As threatened, Greg and I recorded a special live version of Industry Relations, inviting everyone to join in on a free-flowing conversation about what’s next for real estate. It was… an interesting experience, and one unlikely to be repeated anytime soon. Turns out, “call-in radio” style might not be our strong suit. 🙂
Nonetheless, we had a great time, and hope that you might find something entertaining and enlightening from the episode.
From the episode description:
Last week, Rob & Greg imagined what the future of real estate might look like in the aftermath of the pandemic, pending a best-case scenario. Today, they get real about what’s ahead for the industry given the reality of our current circumstances. And they’re bringing on a number of industry stakeholders to offer their outlook as well.

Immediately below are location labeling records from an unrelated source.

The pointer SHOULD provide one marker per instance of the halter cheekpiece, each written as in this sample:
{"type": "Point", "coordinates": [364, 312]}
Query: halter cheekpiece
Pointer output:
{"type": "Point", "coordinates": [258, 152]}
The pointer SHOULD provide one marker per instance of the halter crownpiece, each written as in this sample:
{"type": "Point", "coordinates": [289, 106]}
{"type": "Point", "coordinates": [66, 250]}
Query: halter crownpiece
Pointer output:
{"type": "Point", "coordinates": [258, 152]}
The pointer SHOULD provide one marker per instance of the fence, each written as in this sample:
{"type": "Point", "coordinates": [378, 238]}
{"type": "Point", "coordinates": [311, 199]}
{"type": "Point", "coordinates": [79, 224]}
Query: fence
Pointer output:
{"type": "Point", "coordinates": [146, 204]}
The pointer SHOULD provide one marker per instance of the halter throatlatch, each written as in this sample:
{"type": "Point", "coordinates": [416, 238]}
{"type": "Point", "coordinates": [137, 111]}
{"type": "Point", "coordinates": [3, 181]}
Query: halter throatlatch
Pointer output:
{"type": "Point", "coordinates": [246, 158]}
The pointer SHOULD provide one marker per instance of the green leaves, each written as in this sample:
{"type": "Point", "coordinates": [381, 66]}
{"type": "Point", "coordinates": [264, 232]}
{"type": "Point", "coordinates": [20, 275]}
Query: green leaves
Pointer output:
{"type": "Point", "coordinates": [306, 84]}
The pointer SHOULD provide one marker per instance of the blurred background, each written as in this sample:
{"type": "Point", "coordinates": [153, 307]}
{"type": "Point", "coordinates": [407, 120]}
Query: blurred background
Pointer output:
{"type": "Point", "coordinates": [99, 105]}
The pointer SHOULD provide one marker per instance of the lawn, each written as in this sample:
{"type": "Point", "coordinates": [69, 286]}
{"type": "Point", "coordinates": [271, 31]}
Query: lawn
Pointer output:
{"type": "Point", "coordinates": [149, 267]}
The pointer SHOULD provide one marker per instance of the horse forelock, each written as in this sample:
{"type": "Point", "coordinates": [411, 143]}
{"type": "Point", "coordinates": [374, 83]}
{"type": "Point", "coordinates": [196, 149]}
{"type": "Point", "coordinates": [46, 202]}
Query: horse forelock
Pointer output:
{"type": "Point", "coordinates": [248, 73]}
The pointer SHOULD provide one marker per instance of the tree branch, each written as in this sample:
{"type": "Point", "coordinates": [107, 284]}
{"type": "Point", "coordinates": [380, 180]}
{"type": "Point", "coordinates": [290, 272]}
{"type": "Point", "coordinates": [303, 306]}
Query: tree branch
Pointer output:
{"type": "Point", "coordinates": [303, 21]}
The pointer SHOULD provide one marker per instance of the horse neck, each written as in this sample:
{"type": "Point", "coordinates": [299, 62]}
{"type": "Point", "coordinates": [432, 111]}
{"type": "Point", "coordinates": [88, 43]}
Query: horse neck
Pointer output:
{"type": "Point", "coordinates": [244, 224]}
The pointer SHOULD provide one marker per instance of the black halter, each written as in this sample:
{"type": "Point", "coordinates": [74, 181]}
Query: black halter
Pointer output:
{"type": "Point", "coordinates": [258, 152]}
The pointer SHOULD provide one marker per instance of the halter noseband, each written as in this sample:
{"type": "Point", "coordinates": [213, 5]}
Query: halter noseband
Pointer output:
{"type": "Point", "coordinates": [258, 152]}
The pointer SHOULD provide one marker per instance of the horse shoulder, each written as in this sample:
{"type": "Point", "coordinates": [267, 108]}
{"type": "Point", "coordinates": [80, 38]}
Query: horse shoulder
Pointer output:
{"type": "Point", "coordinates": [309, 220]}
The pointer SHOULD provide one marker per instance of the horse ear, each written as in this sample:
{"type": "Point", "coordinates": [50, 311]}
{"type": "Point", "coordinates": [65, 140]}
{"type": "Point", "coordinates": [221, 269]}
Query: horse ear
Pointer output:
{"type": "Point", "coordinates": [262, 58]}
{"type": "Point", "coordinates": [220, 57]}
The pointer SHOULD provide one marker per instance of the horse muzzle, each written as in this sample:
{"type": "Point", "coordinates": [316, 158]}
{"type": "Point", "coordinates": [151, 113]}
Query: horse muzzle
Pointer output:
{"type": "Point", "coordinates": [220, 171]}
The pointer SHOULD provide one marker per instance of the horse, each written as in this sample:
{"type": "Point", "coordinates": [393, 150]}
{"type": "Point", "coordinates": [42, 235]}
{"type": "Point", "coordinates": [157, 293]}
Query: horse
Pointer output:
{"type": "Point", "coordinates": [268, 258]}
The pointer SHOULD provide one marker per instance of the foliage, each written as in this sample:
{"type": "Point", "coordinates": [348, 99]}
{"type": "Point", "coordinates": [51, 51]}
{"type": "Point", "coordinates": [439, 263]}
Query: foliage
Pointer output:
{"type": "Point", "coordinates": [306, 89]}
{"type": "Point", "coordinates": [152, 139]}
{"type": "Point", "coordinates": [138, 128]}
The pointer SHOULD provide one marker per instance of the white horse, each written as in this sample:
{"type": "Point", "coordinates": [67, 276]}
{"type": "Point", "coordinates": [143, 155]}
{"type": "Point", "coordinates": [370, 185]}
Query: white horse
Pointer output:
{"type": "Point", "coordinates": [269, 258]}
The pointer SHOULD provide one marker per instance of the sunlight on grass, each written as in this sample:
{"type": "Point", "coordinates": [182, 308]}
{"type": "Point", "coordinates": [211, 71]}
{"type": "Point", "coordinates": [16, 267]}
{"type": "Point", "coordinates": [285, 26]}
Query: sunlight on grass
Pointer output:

On this episode of Industry Relations, Rob and Greg are leading a group chat around what’s next for real estate as the Coronavirus pandemic plays out. The group offers predictions on how the MLS landscape may change, debating whether it’s the number of MLSs or the number of MLS databases that really matters and offering examples of hybrid solutions that may serve as a model for the future.
Greg and Rob go on to solicit the group’s thoughts on the potential shape of the recovery curve and the possibility of a shift to a buyer’s market in 2021. Finally, they explain why an increase in property taxes is likely in the aftermath of the COVID-19 bailout and how that might impact buyer demand in the real estate market. Listen in for insight on Open House numbers in states where stay-at-home orders have been lifted and learn how those stats might be a good sign for other industries.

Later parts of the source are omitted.